Am 1. Oktober 1999 traf eine achtköpfige Guerillagruppe für Demokratie und Frieden in der Türkei ein. Diese Gruppe führte vier Briefe vom Zentralkomitee der Arbeiterpartei Kurdistans an den Staatspräsidenten Süleyman Demirel, Premierminister Bülent Ecevit, den Generalstabschef und den Vorsitzenden der Türkischen Nationalversammlung mit sich. Am 18. Oktober wurde der Brief an den türkischen Staatspräsidenten Süleyman Demirel veröffentlicht. Nachfolgend geben wir ihn ungekürzt in eigener Übersetzung wieder.

"Sehr geehrter Herr Süleyman Demirel,
Staatspräsident der Türkischen Republik

Wir übermitteln Ihnen diese Botschaft in der dringenden Hoffnung und in der Verantwortung, daß kurz vor dem Jahr 2000 die Wiege der Zivilisation Anatolien und Mesopotamien ein Niveau erreicht, das sie in die Lage versetzt, aufs Neue Licht für die Menschheit auszustrahlen. Die türkischen und kurdischen Menschen und alle Bürger der Türkei haben ein Anrecht darauf. Wir wissen, daß eine solche Zukunft nahe ist und möchten den daraus resultierenden Stolz mit dem türkischen Volk erleben.
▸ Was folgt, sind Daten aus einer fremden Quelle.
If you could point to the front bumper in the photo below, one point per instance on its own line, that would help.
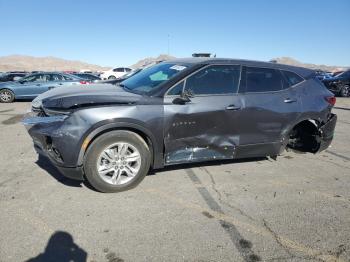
(326, 133)
(49, 140)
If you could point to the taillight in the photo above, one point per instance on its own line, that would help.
(331, 100)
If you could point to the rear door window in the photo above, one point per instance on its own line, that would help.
(263, 80)
(292, 78)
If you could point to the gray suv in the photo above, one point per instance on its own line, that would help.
(180, 111)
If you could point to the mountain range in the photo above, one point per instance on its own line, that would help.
(50, 63)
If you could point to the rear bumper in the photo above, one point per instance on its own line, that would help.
(326, 133)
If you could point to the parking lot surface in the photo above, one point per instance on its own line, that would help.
(294, 209)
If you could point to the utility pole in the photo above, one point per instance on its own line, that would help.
(168, 44)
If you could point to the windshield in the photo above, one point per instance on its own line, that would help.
(150, 78)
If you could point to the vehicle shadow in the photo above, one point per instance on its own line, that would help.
(204, 164)
(61, 248)
(45, 164)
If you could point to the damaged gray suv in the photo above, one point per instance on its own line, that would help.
(180, 111)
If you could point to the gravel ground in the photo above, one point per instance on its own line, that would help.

Wir sehen, daß die kulturellen, wirtschaftlichen, gesellschaftlichen und politischen Güter, die der 150-jährige Kampf des türkischen Volkes für Demokratie geschaffen hat, auf dem Weg zum Jahre 2000 mit der Demokratie gekrönt werden wird und möchten uns ebenfalls an diesem ersehnten großen Ziel in gemeinsamer Verantwortung beteiligen. Denn die PKK ist Teil dieses 150-jährigen Kampfes für Modernisierung und es ist deshalb unvorstellbar, daß sie sich von diesem geschichtlichen Prozess loslöst. Die PKK hat sich mitsamt ihrer Fehler und Errungenschaften immer in der Absicht bewegt, einen Beitrag für das Ziel des türkischen Volkes, die Schaffung einer modernen Zivilisation, zu leisten. Der in seiner Verteidigung bekräftigte Wunsch unseres Vorsitzenden Abdullah Öcalan, sich im Rahmen einer demokratischen Lösung mit der Türkei zu vereinen, entspricht dieser Zielsetzung und ist ihr natürliches Ergebnis.
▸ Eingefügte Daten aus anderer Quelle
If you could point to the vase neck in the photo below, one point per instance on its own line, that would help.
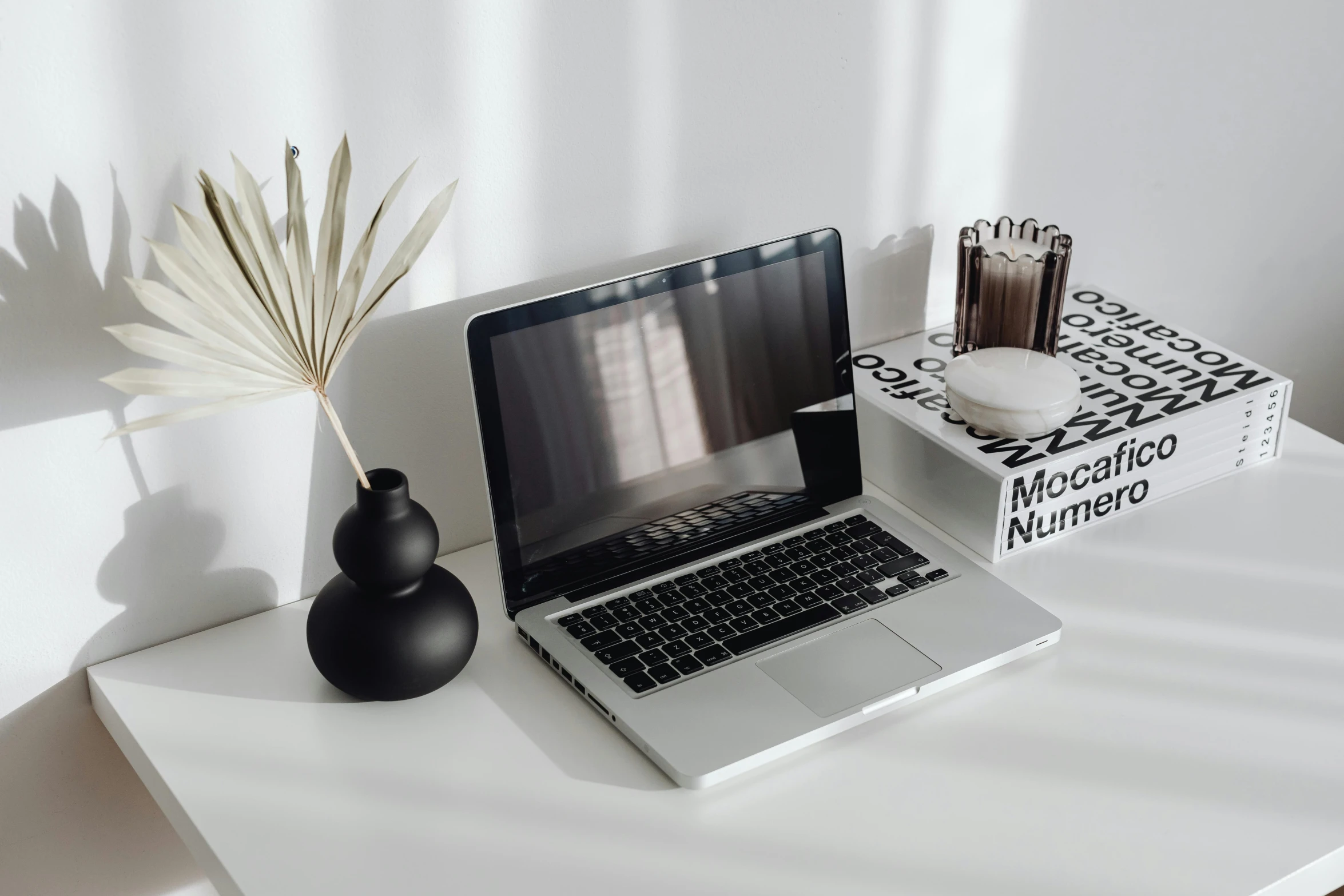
(389, 496)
Unsere Welt und die gesamte Menschheit begehen das neue Jahrhundert mit dem Vorzug und dem Sieg der Demokratie basierend auf den aus Kämpfen und Leid gezogenen Lehren wie auch auf den im weltweiten Kampf für ein besseres Leben erzielten Fortschritten. Bereits jetzt ist zu erkennen, daß keine Kraft, welcher Ideologie auch immer sie folgen mag, im neuen Jahrhundert Bestand haben wird, wenn sie die demokratischen Maßstäbe nicht anerkennt. Auch die Türkei bereitet sich darauf vor, gemeinsam mit der internationalen Staatengemeinschaft als ein Land, das seine Demokratie entwickelt, in das 21 Jahrhundert einzutreten, indem sie Lehren aus der Geschichte zieht und durch das von ihr geschaffene große Wissen und Potential, auch wenn Kämpfe und Leid existent sind.
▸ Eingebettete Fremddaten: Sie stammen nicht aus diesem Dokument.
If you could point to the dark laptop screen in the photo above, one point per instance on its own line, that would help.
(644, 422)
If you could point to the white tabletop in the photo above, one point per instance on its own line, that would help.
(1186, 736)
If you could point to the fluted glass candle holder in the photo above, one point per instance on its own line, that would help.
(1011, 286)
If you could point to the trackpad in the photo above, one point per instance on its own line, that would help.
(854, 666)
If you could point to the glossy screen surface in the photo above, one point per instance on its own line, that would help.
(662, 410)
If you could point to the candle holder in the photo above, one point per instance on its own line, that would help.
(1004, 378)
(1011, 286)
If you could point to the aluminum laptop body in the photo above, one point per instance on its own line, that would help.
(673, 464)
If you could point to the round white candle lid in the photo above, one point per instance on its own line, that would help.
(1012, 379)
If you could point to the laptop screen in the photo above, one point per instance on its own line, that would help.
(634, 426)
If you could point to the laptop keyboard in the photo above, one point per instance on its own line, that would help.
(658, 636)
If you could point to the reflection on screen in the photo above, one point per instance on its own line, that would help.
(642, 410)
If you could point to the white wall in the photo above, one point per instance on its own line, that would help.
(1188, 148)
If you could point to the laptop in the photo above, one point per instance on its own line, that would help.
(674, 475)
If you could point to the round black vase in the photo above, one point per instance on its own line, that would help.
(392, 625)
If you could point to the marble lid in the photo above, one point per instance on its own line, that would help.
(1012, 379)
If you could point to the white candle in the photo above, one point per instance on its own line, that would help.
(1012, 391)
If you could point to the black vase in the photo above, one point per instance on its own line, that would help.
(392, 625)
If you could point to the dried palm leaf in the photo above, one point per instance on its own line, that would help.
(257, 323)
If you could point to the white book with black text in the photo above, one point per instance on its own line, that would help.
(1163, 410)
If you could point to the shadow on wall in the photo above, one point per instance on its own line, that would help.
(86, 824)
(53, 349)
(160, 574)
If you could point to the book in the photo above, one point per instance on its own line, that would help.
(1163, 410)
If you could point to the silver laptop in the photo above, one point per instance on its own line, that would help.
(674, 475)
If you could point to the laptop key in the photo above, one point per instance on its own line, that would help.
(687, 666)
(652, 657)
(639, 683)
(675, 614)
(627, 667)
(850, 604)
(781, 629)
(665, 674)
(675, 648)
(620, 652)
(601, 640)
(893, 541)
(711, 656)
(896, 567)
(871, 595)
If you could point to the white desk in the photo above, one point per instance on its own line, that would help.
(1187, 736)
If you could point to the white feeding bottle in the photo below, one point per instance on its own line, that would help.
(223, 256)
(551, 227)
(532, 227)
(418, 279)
Eine nationale, politische, gesellschaftliche und kulturelle Realität abseits dieser Entwicklungen kann es nicht geben. Auch unsere Partei hat sich in der Erkenntnis, sich nicht von diesen Entwicklung in der Welt und in der Türkei loslösen zu können, entschieden, ihre unter dem Einfluß des Kalten Krieges und einer von Auseinandersetzungen geprägten Welt geformte politische Strategie zu verändern. Sie wird dies auf ihrem außerordentlichen Kongreß, der in naher Zukunft stattfinden wird, auch beschließen.
Unser Vorsitzende hat seit 1993 erkannt, daß das Andauern des Krieges nicht mehr sinnvoll ist und bei vielen Gelegenheiten betont, daß er eine Einigung mit der Türkei auf demokratischer Grundlage für den realistische Weg hält. Wenn er auch aufgrund verschiedener Hindernisse diese Zielsetzung nicht verwirklichen konnte, so hat er doch dafür gearbeitet, unsere Partei auf eine derartige Entwicklung vorzubereiten. Dass unsere Partei der neuen Strategie unseres Vorsitzenden im Ganzen zustimmt und sie als Direktive auffasst, ist das Ergebnis eines Prozesses, den sie seit 1993 voranzutreiben versucht.
Unser Parteivorsitzender hatte deshalb die Absicht, der Türkischen Republik und dem türkischen Volk sein Vorhaben und Ziel zu erläutern, doch ließen die negative Atmosphäre und die während des Krieges entstandenen Bedingungen bis zur seiner Verschleppung in die Türkei keinen Raum für einen derartigen Dialog. In der aktuellen Situation, in der sich unser Parteivorsitzender dem türkischen Staat und dem türkischen Volk nahe ist, haben wir den Glauben, dass auch das populäre türkische Sprichwort: "Jede Arbeit birgt eine Gunst in sich" einen wahren Kern beinhaltet. Im Bewusstsein unserer Verantwortung versuchen wir, diese Chance zu nutzen und uns in diesem Rahmen zu bewegen.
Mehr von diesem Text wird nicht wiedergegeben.